Description of problem: There could be a use case in CNS environment where we have large number of small size volumes. In such case bricks corresponding to each volume ends up landing in one or two drives and not on all the backend drives. In our 3 node CNS environment when we scale from 100 5GB Volumes to 1000 5GB Volumes, corresponding 100 to 1000 bricks created on each CNS nodes doesn't distribute across all 12 drives in the backend. For the case of 100, 200 Volume only 2 out of 12 HDDs were utilized whereas in case of 500, 1000 Volume test only 6 out of 12 HDDs were utilized. Lesser the number of HDDs used in the backend less the performance so its imperative we change the code of Heketi to make sure bricks are distributed homogeneously. The following link points to utilization of HDDs for 100, 200, 500 and 1000 volume case: http://perf1.perf.lab.eng.bos.redhat.com/pub/shberry/disk_utilization/ If you see the Images in link above you can see how mane drives are actually working when Write IO is being performed on them .This will show how many drives are actually hosting bricks. Version-Release number of selected component (if applicable): 8 servers were used to setup Openshift with 1 of them being master server. Master node was schedulable 3 servers out of 8 above were dedicated for CNS deployment. These 3 servers were non-schedulable i.e. only hosting storage pods and no application pods on them. 48 GB RAM, 2 CPU sockets with 6 cores each, 12 processors in total on all 8 servers 3 CNS nodes comprised 12 7200 RPMs Hard Drives of 930GB capacity. All were part of CNS topology giving it a total capacity ~11TB (replica 3 setup) kernal : 3.10.0-693.el7.x86_64 penshift Version : v3.6.173.0.7 Kubernetes : v1.6.1+5115d708d7 Docker : 1.12.6 , docker-1.12.6-31.1.git97ba2c0.el7.x86_64 rhgs server image : rhgs3/rhgs-server-rhel7:3.3.0-24 volmanager : rhgs3/rhgs-volmanager-rhel7:3.3.0-27 heketi : 5.0.0-11.el7rhgs.x86_64 and heketi-client-5.0.0-11.el7rhgs.x86_64 cns-deploy : cns-deploy-5.0.0-41.el7rhgs.x86_64 How reproducible: Always Steps to Reproduce: 1. Scale 100 small size Volumes in a 3 nodes CNS environment (make sure there is significant number of HDDs in the config) 2. Check where the bricks land 3. Actual results: Bricks land in 1-2 HDDs out of 12 HDDs Expected results: Bricks should be homogeneously distributed across all the HDDs in the backend. Additional info:
Thanks for reporting! We will look into improving this soon. Apart from the situation of multiple disks per node on a 3-node cluster, there is also the situation of more than three nodes, where inhomogeneity could occur.

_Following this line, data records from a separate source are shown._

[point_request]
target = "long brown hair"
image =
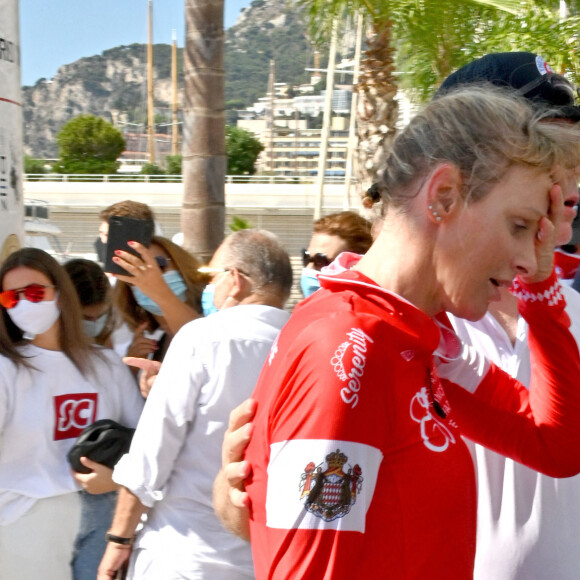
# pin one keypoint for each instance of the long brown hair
(186, 265)
(93, 287)
(72, 340)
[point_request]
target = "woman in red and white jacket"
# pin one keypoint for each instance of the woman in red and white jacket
(352, 387)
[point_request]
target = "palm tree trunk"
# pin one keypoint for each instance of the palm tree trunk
(378, 109)
(204, 149)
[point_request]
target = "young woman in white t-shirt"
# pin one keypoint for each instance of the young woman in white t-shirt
(53, 384)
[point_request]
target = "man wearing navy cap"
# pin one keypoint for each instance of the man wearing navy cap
(528, 524)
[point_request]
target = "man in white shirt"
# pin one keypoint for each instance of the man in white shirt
(528, 524)
(212, 365)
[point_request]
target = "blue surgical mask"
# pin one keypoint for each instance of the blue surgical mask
(207, 304)
(175, 282)
(93, 328)
(309, 283)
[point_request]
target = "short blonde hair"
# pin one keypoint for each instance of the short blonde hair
(483, 131)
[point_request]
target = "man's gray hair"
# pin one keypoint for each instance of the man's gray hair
(260, 255)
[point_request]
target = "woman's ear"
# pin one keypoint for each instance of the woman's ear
(444, 192)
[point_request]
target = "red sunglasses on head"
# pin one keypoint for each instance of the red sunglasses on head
(32, 293)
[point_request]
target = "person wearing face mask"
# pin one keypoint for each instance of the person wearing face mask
(94, 292)
(212, 364)
(333, 234)
(53, 384)
(160, 294)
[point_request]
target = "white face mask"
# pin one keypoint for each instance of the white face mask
(34, 318)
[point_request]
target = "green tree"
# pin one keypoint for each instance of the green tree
(239, 223)
(151, 169)
(33, 165)
(88, 144)
(173, 164)
(242, 149)
(426, 40)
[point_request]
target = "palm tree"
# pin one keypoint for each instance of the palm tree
(430, 36)
(204, 149)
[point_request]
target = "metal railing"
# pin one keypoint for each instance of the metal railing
(138, 178)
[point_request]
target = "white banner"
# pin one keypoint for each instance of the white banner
(11, 202)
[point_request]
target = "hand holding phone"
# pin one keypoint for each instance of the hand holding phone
(122, 230)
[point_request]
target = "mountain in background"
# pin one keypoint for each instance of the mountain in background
(113, 85)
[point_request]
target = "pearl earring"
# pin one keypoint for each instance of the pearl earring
(434, 212)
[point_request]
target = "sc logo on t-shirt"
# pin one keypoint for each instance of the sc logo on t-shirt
(73, 413)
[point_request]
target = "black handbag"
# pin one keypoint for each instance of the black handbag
(105, 441)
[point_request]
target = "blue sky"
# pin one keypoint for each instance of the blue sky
(57, 32)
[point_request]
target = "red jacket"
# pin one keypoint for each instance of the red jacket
(359, 470)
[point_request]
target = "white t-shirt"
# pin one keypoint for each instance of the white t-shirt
(528, 524)
(211, 366)
(43, 411)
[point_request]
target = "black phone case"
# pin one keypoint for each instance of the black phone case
(122, 230)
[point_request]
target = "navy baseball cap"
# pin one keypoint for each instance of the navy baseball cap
(528, 73)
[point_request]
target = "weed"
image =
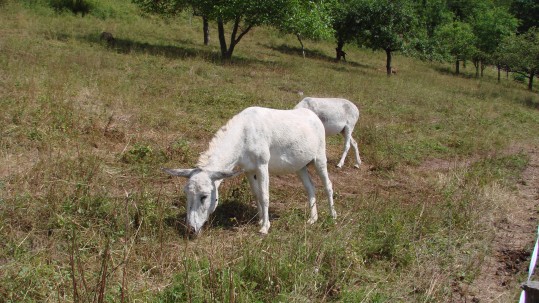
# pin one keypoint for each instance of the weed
(86, 214)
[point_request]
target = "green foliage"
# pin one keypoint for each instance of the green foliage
(456, 40)
(75, 6)
(519, 53)
(307, 19)
(388, 24)
(84, 130)
(526, 11)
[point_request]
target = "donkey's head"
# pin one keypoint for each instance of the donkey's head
(202, 193)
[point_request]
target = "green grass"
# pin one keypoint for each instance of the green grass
(86, 127)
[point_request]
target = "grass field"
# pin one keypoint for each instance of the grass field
(87, 215)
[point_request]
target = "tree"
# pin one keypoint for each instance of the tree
(527, 11)
(307, 19)
(456, 42)
(241, 15)
(490, 27)
(387, 25)
(346, 23)
(521, 54)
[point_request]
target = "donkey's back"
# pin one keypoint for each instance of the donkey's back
(285, 139)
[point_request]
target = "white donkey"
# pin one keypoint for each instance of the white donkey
(338, 116)
(259, 141)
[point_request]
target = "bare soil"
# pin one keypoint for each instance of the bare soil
(506, 267)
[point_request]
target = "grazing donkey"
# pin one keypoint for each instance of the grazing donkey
(338, 116)
(259, 141)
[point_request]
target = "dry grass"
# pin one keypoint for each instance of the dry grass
(85, 211)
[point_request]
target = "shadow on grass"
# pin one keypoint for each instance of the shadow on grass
(530, 102)
(127, 46)
(311, 54)
(229, 215)
(186, 50)
(449, 71)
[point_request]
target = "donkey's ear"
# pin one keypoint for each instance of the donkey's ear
(219, 175)
(180, 172)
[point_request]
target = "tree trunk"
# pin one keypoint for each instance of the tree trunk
(339, 51)
(388, 61)
(302, 47)
(206, 30)
(226, 53)
(222, 40)
(530, 82)
(476, 64)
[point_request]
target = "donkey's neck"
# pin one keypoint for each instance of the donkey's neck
(225, 148)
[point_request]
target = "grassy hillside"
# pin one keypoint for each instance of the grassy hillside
(86, 214)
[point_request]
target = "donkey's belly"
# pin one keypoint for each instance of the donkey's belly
(289, 162)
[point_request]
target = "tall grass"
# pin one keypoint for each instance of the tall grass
(86, 215)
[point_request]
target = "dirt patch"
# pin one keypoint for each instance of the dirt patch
(504, 268)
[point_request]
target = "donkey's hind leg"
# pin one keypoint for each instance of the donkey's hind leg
(358, 158)
(321, 169)
(347, 134)
(255, 189)
(309, 187)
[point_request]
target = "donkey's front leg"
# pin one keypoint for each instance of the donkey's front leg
(309, 187)
(263, 185)
(255, 189)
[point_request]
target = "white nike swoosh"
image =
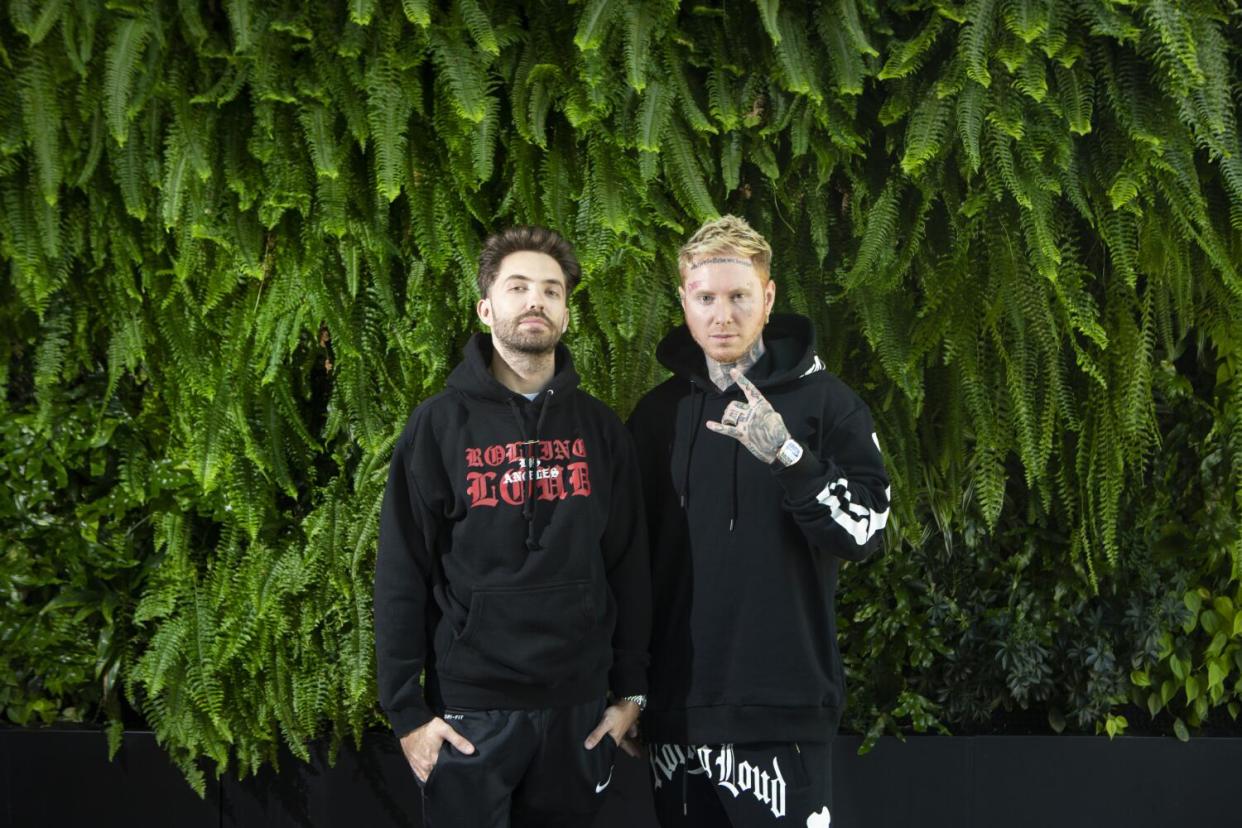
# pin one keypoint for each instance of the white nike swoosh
(599, 788)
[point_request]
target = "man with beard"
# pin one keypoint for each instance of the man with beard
(513, 567)
(761, 472)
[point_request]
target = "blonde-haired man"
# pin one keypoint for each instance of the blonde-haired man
(761, 472)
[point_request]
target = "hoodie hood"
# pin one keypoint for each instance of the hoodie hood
(473, 378)
(789, 355)
(473, 374)
(789, 343)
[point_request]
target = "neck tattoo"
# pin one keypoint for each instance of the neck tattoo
(719, 371)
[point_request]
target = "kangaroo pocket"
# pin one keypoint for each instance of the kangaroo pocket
(528, 634)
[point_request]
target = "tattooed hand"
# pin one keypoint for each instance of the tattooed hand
(754, 423)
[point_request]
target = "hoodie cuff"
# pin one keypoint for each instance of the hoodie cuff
(804, 479)
(409, 719)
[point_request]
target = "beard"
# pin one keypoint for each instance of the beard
(512, 335)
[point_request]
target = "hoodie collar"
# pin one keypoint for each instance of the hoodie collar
(473, 374)
(789, 339)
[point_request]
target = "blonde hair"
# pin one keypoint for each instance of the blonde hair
(727, 235)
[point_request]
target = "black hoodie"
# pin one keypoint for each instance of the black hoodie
(744, 556)
(513, 591)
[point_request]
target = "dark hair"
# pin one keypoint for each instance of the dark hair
(523, 237)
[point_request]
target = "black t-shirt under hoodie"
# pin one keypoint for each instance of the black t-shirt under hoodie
(745, 556)
(512, 590)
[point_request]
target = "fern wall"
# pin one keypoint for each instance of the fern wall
(239, 243)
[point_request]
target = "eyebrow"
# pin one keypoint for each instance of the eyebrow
(527, 278)
(692, 288)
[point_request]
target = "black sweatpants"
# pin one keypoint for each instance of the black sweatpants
(761, 783)
(529, 767)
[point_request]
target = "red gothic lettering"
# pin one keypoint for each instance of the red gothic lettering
(579, 481)
(478, 487)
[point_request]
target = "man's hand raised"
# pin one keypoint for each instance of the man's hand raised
(754, 423)
(421, 746)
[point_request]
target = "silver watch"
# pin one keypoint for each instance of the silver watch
(640, 699)
(789, 453)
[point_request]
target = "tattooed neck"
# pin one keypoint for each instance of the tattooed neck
(719, 371)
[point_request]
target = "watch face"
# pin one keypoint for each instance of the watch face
(790, 452)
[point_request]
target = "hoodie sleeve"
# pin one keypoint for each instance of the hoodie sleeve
(403, 575)
(840, 499)
(629, 574)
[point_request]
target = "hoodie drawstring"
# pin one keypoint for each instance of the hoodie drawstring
(692, 428)
(528, 452)
(733, 510)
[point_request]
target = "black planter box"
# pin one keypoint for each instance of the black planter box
(62, 777)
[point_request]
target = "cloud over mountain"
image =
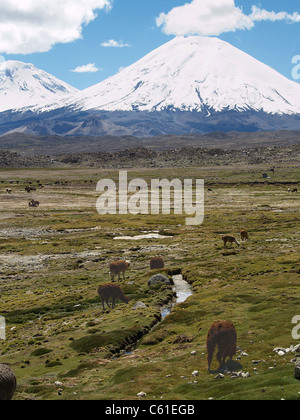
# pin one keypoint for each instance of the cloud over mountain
(36, 25)
(208, 18)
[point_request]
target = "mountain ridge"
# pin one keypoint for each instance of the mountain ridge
(188, 85)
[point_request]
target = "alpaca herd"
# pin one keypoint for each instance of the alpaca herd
(222, 335)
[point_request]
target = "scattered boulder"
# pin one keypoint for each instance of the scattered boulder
(158, 278)
(139, 305)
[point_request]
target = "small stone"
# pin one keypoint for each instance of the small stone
(141, 394)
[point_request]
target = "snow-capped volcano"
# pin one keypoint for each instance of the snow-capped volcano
(211, 86)
(23, 85)
(193, 74)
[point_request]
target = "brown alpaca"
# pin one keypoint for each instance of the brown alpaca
(118, 267)
(223, 335)
(244, 235)
(230, 239)
(113, 291)
(156, 263)
(8, 383)
(33, 203)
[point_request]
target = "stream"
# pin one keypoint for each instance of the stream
(183, 290)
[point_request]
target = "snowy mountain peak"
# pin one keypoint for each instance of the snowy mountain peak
(23, 85)
(193, 74)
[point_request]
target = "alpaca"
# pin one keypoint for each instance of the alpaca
(230, 239)
(156, 263)
(118, 267)
(244, 235)
(33, 203)
(8, 383)
(223, 335)
(113, 291)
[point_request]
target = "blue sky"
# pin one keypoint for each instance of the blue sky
(136, 27)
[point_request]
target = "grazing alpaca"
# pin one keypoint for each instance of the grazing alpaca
(244, 235)
(33, 203)
(230, 239)
(156, 263)
(113, 291)
(8, 383)
(223, 335)
(118, 267)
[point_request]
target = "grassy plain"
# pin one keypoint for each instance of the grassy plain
(62, 345)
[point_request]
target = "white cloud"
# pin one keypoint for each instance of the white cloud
(87, 68)
(259, 15)
(212, 18)
(30, 26)
(115, 44)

John, IIRC you re-modelled the brick allocation logic. Do you see a chance to improve the distribution so that the devices will host the same amount of bricks? I am not sure how the algorithm is implemented now, but it may be more random and a round-robin way could result in a more 'equal' distribution.
It can be done, and certainly should be done eventually. However, it's not a small job IMO. Recent refactoring should make this easier but all current "placers" still rely on the same basic code that can produce these uneven layouts.
Moving this out to cns-3.11.0, might become a glusterd2 enhancement later.